Its clear the mining process is technology dependent (ASIC vs GPU). What isn't clear to me is once the technology matures, what approach has a greater chance for long term efficiency for maintaining and securing the network.

I suspect that the scrypt -vs- sha256 implementations will have different power requirements, and I'd like to understand which one is "greener" for the environment in the long haul.

Any information relating to

  • Cost of current mining rigs to power efficiency

  • Cost of future mining rigs and projected efficiency

Would be very interesting.

  • "Cost of current mining rigs to power efficiency" This depends directly on the exchange rate, so this is less of a question about which will use less energy and more about human irrationality. Mar 8, 2013 at 21:19
  • @PeterMichealLacey-Bordeaux I'm not talking about profit, I'm referring to capital and operational expense, which should be fixed. Revenue is a different topic I didn't want this confused with. Mar 8, 2013 at 21:32
  • I am a bit confused, you are talking about captial and operational expense, but for what? You can mine both of them on your phone if you really wanted to, but the return would be really really small. Mar 8, 2013 at 21:44
  • 2
    @PeterMichealLacey-Bordeaux - You're thinking ROI which takes price into consideration. I'm thinking only of return on hash power. BTC was once a lose-only proposition. It has appreciated to profit for various reasons. Mar 8, 2013 at 23:06
  • What has a lower long term cost per hash It's not particularly relevant what the cost per hash is - if the hash is 100 times easier to compute, then it will be computed a 100 times more.
    – Nick ODell
    Mar 9, 2013 at 3:44

2 Answers 2


One of scrypt design goals was to make CPU and GPU performance balanced, which meant that it was far more dependent on memory speed.
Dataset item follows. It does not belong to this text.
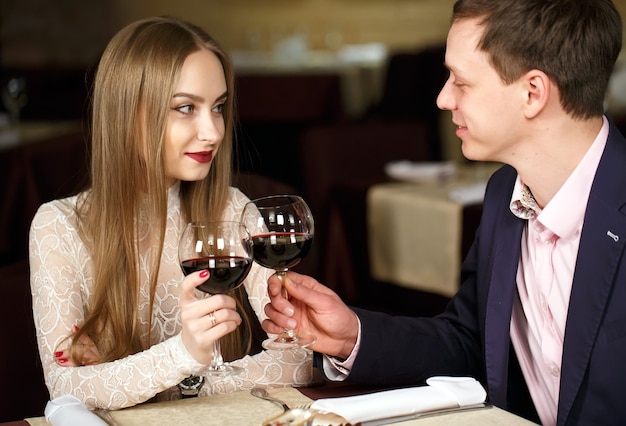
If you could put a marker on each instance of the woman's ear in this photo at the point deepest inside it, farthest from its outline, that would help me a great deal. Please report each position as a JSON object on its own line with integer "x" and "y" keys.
{"x": 539, "y": 89}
The GPU had a solid work around and as far as I know CPUs don't have any advantage.

But that did cause it basically impossible to do scrypt mining with an ASIC unless it has a ton of memory and memory channels added in, which is a huge design problem. Unlikely unless GPU mining for scrypt is very profitable.

This also makes Scrypt far more energy intensive for the same amount of useful hashing, but the network adapts as it requires far less hashes to solve problems (Difficulty number)

Which is greener? By far ASIC mining, it's power usage is tiny compared to performance, 4500MH for 4.5w vs 275MH for 100w.

But again, the network balances.


The network adapts by changing the difficulty level, which means adjusting the chance that any single hash computation is accepted as finding the next block. If the hash rate for the network goes down, the difficulty decreases which means any single hash calculation has a greater chance of finding a block. If the hash rate of the network goes up, the difficulty goes up and the lower chance there is of a single hash calculation finding a block. The system is designed this way so that, no matter how many hashers there are in the network, a block is going to be found every X minutes on average. (The value of X depends on the fixed design of the currency but is hard-coded so doesn't fluctuate once the design is fixed.)

Said another way, a hash is accepted as finding a block if the result of the hash is less than some value Y. What happens by adjusting the difficulty is that this Y value goes up or down. So more hashes on the network increases the difficulty and lowers Y. Fewer hashes decreases the difficulty and raises Y.